Всеволод Алексеевич прошёл в ванную и уже оттуда спросил:
– Эта дверь была открыта, когда вы приехали?
– Нет.
– Саша, будьте любезны, принесите мне мой саквояж. Он на заднем сиденье машины. Спасибо.
Охранник явно был рад сорваться отсюда не только за саквояжем, но и в кандалах по этапу. И тут Северный мог его понять. Даже если парень и повидал немало, то такого он явно не видел никогда. На лацкане пиджака мокрое пятно. Очевидно, что его неожиданно стошнило и он был вынужден отмывать завтрак со своих «доспехов». Если эту ванную комнату видели муж и отец, то… То понятно, отчего муж рыдает. И остаётся только восхищаться самообладанием отца покойной. Крепкий мужик этот Корсаков. Но как-то слишком, на первый взгляд. Олигархи, конечно, «не?люди по определению», если верить яростной народной молве, но обстоятельства, подобные случившимся, уравнивают всех. Исключение может составить патология. Но её, как правило, сразу видно. Не тот случай.

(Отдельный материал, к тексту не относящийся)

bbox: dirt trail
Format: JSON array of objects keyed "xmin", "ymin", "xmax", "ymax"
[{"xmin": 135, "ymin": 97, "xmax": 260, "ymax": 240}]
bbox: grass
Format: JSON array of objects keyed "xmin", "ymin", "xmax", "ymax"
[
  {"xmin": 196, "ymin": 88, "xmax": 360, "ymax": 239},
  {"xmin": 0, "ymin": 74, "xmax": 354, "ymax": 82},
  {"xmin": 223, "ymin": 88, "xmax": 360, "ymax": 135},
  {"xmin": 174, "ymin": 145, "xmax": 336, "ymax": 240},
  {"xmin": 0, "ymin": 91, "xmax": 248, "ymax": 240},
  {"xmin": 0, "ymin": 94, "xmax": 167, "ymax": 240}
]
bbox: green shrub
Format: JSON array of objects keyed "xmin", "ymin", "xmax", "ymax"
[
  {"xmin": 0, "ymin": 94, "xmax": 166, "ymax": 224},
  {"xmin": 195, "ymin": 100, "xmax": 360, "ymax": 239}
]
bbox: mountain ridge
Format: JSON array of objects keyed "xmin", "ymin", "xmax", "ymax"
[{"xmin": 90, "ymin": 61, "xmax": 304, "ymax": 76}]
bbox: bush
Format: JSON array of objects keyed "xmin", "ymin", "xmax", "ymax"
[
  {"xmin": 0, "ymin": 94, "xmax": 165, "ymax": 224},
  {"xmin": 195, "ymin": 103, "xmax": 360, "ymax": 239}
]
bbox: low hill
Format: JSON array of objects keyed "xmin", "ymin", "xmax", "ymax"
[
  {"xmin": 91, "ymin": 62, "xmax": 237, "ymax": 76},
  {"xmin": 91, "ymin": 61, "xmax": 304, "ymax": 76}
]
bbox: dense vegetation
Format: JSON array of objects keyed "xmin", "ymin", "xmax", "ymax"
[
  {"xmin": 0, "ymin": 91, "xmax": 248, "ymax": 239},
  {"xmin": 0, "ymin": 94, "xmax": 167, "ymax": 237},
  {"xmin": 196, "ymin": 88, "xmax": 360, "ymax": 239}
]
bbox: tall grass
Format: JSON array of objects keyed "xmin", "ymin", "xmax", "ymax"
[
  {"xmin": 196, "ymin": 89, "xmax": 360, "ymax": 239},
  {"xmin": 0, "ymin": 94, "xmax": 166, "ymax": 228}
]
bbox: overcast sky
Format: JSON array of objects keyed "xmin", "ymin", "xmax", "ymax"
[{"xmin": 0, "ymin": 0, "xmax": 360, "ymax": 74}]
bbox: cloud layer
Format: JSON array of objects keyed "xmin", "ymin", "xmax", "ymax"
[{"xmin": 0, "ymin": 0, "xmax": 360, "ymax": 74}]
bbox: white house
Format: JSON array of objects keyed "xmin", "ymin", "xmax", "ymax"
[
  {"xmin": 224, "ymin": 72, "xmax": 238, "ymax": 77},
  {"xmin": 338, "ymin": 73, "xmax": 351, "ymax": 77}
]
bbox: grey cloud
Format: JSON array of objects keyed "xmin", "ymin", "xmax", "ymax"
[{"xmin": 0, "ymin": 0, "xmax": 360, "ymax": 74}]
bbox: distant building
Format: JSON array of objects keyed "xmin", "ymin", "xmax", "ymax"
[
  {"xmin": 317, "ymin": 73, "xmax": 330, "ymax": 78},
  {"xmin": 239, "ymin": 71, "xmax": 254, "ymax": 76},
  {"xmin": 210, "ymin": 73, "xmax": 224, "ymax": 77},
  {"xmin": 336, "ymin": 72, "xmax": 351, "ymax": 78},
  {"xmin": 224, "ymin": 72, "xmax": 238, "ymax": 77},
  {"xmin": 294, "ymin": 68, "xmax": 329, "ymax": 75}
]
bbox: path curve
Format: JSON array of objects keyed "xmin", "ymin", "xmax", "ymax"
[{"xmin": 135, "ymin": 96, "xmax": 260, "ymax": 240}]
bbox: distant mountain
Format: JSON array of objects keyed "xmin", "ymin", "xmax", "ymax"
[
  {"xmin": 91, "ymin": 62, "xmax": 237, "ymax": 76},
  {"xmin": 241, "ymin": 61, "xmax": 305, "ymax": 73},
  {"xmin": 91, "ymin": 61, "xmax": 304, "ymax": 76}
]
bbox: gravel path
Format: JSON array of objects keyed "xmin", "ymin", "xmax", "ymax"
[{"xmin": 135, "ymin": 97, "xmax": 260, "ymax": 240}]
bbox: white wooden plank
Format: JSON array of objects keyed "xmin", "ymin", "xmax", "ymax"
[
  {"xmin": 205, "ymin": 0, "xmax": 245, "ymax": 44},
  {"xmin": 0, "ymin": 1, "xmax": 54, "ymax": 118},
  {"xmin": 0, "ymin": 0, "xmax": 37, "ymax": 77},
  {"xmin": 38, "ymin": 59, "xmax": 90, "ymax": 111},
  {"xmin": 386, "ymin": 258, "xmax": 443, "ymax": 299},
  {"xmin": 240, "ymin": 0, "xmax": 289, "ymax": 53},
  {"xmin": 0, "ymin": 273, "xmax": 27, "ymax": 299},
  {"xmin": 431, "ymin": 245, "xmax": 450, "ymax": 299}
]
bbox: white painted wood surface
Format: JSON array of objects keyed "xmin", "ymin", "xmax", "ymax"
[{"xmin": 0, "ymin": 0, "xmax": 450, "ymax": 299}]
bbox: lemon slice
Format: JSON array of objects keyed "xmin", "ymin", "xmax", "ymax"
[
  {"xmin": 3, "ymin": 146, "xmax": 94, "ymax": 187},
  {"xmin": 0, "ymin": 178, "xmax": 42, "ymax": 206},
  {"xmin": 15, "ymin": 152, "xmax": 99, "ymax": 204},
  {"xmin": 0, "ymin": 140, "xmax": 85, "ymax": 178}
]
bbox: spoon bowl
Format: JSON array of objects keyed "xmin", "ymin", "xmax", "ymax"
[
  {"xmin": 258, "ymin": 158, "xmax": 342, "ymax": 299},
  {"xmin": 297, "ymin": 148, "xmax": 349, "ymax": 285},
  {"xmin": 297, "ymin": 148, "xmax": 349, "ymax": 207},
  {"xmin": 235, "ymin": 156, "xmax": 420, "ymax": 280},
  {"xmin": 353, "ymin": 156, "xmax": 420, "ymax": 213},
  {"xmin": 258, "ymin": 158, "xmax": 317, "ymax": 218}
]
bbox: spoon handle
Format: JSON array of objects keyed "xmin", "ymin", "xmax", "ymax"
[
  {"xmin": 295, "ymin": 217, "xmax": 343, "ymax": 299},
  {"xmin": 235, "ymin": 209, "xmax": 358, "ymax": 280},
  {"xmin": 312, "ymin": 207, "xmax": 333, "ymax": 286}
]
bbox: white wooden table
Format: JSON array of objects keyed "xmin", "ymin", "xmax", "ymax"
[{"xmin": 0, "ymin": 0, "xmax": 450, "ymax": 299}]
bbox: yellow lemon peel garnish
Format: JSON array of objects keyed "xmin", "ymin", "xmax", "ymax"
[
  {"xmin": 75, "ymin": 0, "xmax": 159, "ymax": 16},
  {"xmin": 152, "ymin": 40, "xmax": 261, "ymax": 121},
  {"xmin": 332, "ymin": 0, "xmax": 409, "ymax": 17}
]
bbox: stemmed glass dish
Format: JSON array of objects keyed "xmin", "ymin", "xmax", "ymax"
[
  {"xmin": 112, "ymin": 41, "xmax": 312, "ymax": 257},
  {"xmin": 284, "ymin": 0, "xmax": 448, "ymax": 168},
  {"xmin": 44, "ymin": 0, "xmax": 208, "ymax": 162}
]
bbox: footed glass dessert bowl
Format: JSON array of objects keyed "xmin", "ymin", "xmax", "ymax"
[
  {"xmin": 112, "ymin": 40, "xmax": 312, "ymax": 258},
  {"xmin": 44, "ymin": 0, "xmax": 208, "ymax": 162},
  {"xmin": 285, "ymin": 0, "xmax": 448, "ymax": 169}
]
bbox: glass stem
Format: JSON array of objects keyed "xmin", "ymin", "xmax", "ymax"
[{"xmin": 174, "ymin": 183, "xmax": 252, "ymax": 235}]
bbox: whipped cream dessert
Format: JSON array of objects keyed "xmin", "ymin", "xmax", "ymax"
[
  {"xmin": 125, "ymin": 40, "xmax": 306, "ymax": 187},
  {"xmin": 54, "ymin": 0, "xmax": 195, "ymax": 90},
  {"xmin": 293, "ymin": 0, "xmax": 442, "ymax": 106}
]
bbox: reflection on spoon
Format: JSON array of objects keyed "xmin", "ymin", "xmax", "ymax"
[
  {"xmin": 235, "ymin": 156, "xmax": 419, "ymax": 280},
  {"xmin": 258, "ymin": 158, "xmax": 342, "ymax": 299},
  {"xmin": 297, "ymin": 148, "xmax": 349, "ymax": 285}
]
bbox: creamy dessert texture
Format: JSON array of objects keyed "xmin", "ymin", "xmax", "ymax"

Зять, рыдающий взахлёб?.. У всех по-разному – статистика у Северного накоплена немалая. Но не всё и не всегда умещается в статистические рамки. Особенно такое. Пока непонятно, невнятный он какой-то…
Ванная комната побольше иных гостиных. И тоже – в безумно-розовых тонах и всевозможных их оттенках. Пол весь залит кровью. Тело Насти Корсаковой – в наполненной почти до краёв ванне. Голова на специальном подголовнике. На полу, невдалеке от красивой вместительной лохани на чугунных лапах – плацента с культёй пуповины. Для тех, кто понимает. Для человека же, медицинского образования не имущего и с родами не сталкивавшегося, это – как омерзительная груда чего-то окровавленного, бордово-слизистого, с выползающим оттуда огромным, толстым, витым, белёсым, дохлым глистом. По периметру ванной комнаты, отделанному широким керамическим бордюром, расставлены толстые ароматические свечи – чёрт, розовые! – почти все оплывшие, но в некоторых ещё продолжают теплиться огоньки.
– Я принёс ваш саквояж! – раздался голос охранника из комнаты.
– Отлично! Спасибо, Саша.
Северный вернулся в спальню, закатал рукава рубашки, открыл саквояж, достал пакет, разорвал его, надел длинные резиновые перчатки и вернулся в ванную комнату. Сперва внимательно осмотрел волосистую часть головы, лицо и шею трупа. Молодая женщина. Примерно двадцати семи – тридцати лет. Rigor mortis[1 - Трупное окоченение (лат.).] не наблюдается. Да и откуда ему взяться в тёплой воде у упокоенной не более двух часов назад? Более ничего – до приезда официальных компетентных лиц при погонах и полномочиях. Радости инвазивных и биохимических исследований оставим тем, кто сегодня в судебке дежурит.
Северный запустил правую руку в кровавую ванну и принялся её тщательно обшаривать. Спустя несколько минут он окликнул охранника:
– Саша, где ребёнок?
– Какой ребёнок?
– Саша, когда женщина умирает подобным образом, то где-то поблизости непременно должен быть ребёнок. Живой или, как я предполагал, мёртвый. Но у нас нет никакого ребёнка.
– Подобным образом? – эхом отозвался парень. – Разве она не вскрыла себе вены?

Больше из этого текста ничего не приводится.